番外編・祭りの夜に
日が沈み、町の空気がゆっくりと夜へ溶けていく頃、豊作祭の広場の中央に灯りがともされた。
火の魔石を仕込んだランタンがいくつも吊るされ、橙色の光が人々の顔を柔らかく照らす。
昼間の喧騒とは違う、少し浮き立ったような、けれど穏やかなざわめきが満ちていた。
楽師たちが音を合わせると、低く、ゆったりとした旋律が流れ始める。
「…踊り、ですか」
ヒストリアは足を止め、小さく息をのんだ。
広場では、町の人々が自然と輪を作り、笑い合いながら踊り始めていた。
ぎこちない足取りの者もいれば、子どもを抱き上げて回る親の姿もある。
上手さなど誰も気にしていない。
ただ、祭の夜を分かち合うための踊りだった。
セオドールは、その様子を一瞬眺めてから、ヒストリアのほうへ向き直った。
「行ってみるか?」
そして、ためらいなく手を差し出す。
「…でも、私踊りは苦手で…」
「…俺も、それほど得意じゃない」
低い声だったが、どこか照れが滲んでいる。
ヒストリアはその手を見つめ、少しだけ迷ったあと、そっと指先を重ねた。
「…また、足を踏んでも怒らないでくださいね」
触れ合った瞬間、二人ともわずかに息を詰める。
指先から伝わる温度は、いつもと変わらないはずなのに、夜の灯りの中では、なぜか強く意識させられた。
音楽に合わせて、ゆっくりと足を動かす。
歩幅は合っていないし、動きも洗練されてはいない。
ヒストリアの足がわずかに遅れ、セオドールがそれに合わせる場面もあった。
それでも、互いに離れようとはしなかった。
周囲から、くすりとした笑い声が上がる。
「新婚さんかしら」
「かわいらしいわね」
そんな声と共に誰かが楽しそうに囃し立て、誰かが拍手を送る。
見知らぬ人々の温度が、二人を包み込んでいた。
「…皆さん、優しいですね」
「そうだな」
セオドールは短く答え、視線を外したまま、ヒストリアの手をしっかりと握っている。
踊りの輪の中で、灯りが揺れ、影が重なった。
その光景を見つめながら、ヒストリアはふと、胸の奥に浮かんだ感情を言葉にする。
「…こういう未来、想像していませんでした」
最初にこの国に来た時は、フェルバールに囚われ、ノルディアに送られ、恐れと不安ばかりを抱えていた頃。
こんなふうに、名も知らぬ町の人々に囲まれ、祭の夜に踊る自分の姿など、思い描いたこともなかった。
セオドールは、少しだけ間を置いてから答えた。
「俺もだ」
セオドールもまた、自身が持つ底知れぬ魔力を抑えながら生きてきた。
誰かと結婚するなど想像もしていなかったし、自分の命をかけても守りたい存在ができるとは思っていなかった。
視線が、ヒストリアへと戻る。
深青の瞳に映るのは、揺れる灯りと、今ここにいる彼女自身。
一瞬、言葉を探すように唇を閉じ、それから静かに続ける。
「こういうのも、悪くない」
舞踏会のような華やかな場ではない。
しかし、人々の温かさが心地よかった。
ヒストリアは、思わず微笑む。
「はい。

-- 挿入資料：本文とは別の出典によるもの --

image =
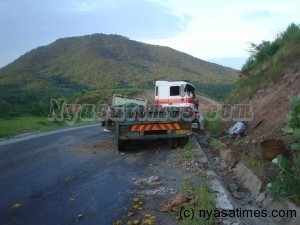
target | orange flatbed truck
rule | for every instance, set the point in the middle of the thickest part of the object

私も、そう思います」
音楽が、ゆっくりと終わりに近づいていく。
踊りの輪がほどけ、人々が名残惜しそうに笑い合う中、二人はまだ手を繋いだまま立っていた。
夜風が、祭の熱をやさしく冷ます。
想像していなかった未来。
けれど、確かに今、ここにあるもの。
ヒストリアは、繋がれた手の温もりを感じながら、静かに思った。
この先も、この人とこうして一歩ずつ進んでいきたい。
灯りの下、不器用なまま並び立つ二人を、祭の夜はやさしく包み込んでいた。